タイ在住者向け、仮想通貨の税金解説

仮想通貨の取引やマイニングで利益を得た場合、税金の申告をどうするか? は重要な問題です。

日本では、国税庁から「仮想通貨に関する所得の計算方法等について」  という指針が出ていますが、タイではまだ官公庁による正式な見解は出ていません。

そのような状況のなか、タイのポータルサイト「kapook.com」に、「ビットコイン-仮想通貨のマイニングで納税は必要? 投資家が知りたい疑問を解決」 (タイ語)と題した記事が掲載されました。

本記事では、そのタイ語記事の内容を、日本語で簡単にまとめたものです。

なお、この内容の対象になるのは、タイに居住している方が、タイの銀行と取引所を使って利益を得た場合です。

タイの居住者が日本の取引所を利用した場合については、ここでは触れません。

タイで仮想通貨の取引を行う方法については、こちらの記事「タイ在住者向け、仮想通貨をはじめる3つの方法」をご覧ください。

ビットコインの利益は、どの時点で収入になる?

前述の記事によると、タイでは、

  • ビットコインのトレードで利益を得たり、マイニングでビットコインを得たりしても、ウォレットに入っている限りは収入とみなさず、課税対象外
  • ウォレットから出し、タイバーツに交換して銀行口座に振り込んだ時点で、収入として課税対象になる

だそうです。

含み益のあるビットコインを、他の仮想通貨と交換すると、

  • 日本:他の仮想通貨と交換した時点で、含み益を所得とみなす
  • タイ:その時点では所得とみなさず、最終的にバーツに交換した時点で所得とみなす

というのが、日本とタイの大きな違いですね。

ビットコインによる利益の確定申告

さて、ビットコインをタイバーツに交換して得た所得は、確定申告で申告しなければなりません。

以下、取引による利益と、マイニングによる利益の、両方の場合の確定申告について解説します。

取引による利益

ビットコインの取引による利益は、タイの確定申告では第8種収入(オンライン販売、食堂、歌手、役者などの収入)として扱われます。

経費控除は、取引による損失のみ認められますので、全ての取引履歴を証拠として提示することをおすすめします。

マイニングによる利益

ビットコインのマイニングによる利益も、タイの確定申告では第8種収入(オンライン販売、食堂、歌手、役者などの収入)として扱われます。

経費控除は、マシンの購入費は経費として認められますので、領収書を取っておきましょう。

おわりに

タイでは海外送金はかなり厳しく管理されています。

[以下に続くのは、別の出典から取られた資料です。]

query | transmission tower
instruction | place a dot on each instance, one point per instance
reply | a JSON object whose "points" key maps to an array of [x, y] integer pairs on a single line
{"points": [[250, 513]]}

タイの仮想通貨取引所もその管理対象になっていますので、入出金は当局に知られていると考えておいた方がいいでしょう。

脱税・マネロン・違法送金などが疑われることのないよう、利益があれば申告し、法律を順守して、明るく楽しく取引することをおすすめします。

また、この記事の内容は、官公庁による正式な見解ではなく、単なる情報であることにご注意ください。筆者は、本記事の内容に関していかなる責任も負いません。

実際に確定申告をされる際は、会計士・会計事務所に相談することをおすすめします。